"Format" is not quite right, but you may be planning on doing the right things just under a different name. In general, there are TWO operations necessary to prepare a HDD for use. The first is to establish one or more Partitions. This just reserves certain areas of the HDD, each to be used as a completely separate logical drive. It is done by writing the space allocation details to a small table at the start of the disk, along with some other info in the MBR. You could make the entire disk one Partition, or you could make two or more smaller ones. Subsequent to doing this, each partition individually need to be Formatted. This installs on that Partition the File System used to track and control allocation of space from this Partition only to files. Very often the two steps appear combined into one, so people don't differentiate.
However, when your original HDD unit was made part of a RAID array, these two steps were done by the RAID management system. Some of the information placed in the Partition Table and MBR pertained specifically to the RAID structure and are no longer correct. For this reason I suggest you want to be sure that you do not merely re-do the second Format operation. You should Delete all the Partitions that exist on the HDD unit, then Create a new Primary Partition (full disk or less) and Format it (probably using the NTFS File System). If you do not plan to boot from this unit, the Partition you create need not be bootable. If you choose to make the first Partition less than full disk size, you can come back later and create a second Partition in the remaining Unallocated Space and format it, too. All of these tasks can be done in Windows' Disk Management, or by using third part utilities to help and simplify the steps.
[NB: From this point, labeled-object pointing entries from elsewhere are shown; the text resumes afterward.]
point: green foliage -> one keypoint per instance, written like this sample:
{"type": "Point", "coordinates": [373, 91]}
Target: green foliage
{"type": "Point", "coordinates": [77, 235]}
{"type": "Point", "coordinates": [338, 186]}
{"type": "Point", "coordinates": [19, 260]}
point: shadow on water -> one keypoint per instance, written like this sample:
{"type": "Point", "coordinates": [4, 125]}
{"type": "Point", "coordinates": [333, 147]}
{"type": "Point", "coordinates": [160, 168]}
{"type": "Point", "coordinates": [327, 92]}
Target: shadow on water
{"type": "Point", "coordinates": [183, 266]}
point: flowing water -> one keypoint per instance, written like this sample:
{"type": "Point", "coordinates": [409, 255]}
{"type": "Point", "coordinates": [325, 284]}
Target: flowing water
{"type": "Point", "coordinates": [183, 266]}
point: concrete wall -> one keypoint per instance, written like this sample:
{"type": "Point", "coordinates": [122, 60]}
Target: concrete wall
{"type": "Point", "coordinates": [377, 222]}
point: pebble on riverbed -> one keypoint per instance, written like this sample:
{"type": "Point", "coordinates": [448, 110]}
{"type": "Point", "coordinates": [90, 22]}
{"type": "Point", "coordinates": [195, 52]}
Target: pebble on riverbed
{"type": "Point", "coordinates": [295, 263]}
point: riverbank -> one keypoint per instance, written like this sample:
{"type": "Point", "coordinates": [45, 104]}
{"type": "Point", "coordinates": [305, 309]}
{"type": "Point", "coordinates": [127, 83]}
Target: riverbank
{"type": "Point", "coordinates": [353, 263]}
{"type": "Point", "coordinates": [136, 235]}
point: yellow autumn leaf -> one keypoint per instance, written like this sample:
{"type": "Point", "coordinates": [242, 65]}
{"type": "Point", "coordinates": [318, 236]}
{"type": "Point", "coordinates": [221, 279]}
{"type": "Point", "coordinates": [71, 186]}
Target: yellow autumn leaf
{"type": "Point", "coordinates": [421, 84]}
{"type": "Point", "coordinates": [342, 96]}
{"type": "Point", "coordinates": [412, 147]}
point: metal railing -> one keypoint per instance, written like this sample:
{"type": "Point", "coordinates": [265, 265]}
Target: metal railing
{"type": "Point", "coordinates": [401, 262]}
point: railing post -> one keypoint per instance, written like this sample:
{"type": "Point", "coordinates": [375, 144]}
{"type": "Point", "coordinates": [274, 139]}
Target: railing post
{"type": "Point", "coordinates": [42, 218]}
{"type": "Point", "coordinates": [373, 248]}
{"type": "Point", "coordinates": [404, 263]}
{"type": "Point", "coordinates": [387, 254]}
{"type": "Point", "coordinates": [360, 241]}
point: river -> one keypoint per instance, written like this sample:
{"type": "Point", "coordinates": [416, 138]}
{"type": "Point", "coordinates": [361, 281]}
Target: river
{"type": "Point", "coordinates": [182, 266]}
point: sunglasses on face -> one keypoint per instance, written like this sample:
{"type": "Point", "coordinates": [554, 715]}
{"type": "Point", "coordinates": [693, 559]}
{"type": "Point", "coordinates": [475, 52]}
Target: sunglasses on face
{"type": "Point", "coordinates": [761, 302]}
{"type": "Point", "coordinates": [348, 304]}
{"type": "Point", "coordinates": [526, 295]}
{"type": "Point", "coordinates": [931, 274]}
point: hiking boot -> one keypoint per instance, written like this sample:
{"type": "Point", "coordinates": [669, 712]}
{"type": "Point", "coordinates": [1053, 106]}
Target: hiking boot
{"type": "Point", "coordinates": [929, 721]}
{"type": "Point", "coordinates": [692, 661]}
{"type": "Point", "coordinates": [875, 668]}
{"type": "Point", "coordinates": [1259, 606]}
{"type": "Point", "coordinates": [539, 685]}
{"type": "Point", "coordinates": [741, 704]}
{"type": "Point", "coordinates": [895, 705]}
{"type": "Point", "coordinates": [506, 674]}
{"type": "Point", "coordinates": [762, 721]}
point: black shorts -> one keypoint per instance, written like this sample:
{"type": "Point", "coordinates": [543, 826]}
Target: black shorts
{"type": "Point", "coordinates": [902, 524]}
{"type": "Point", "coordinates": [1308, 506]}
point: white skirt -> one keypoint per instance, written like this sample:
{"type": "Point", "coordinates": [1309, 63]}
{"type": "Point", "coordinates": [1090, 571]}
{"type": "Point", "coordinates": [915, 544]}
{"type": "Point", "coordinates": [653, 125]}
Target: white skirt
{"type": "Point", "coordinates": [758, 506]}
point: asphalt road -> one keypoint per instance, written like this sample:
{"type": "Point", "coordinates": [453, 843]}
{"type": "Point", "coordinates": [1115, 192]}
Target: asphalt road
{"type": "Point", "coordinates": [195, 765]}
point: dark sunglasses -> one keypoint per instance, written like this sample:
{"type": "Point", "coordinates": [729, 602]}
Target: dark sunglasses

I echo Saint19's small concern - what was the original problem? Was it simply data corruption that was resolved by rebuilding the array after the hardware replacement? Or, was there a hardware flaw involved that is unresolved? If you suspect hardware trouble, I strongly suggest you download for free from the WD website their Data Lifegard utility package. If possible, get the version that allows you to burn with it a bootable CD of tools. When you boot from that disk in your optical drive it installs a mini-DOS in RAM completely independent of Windows and allows you to run all its tests on your suspect drive. It can tell you what problems if any are present, and can fix a few. If there are unfixed problems, its info will help you to discuss with WD's Tech Support people what can be done.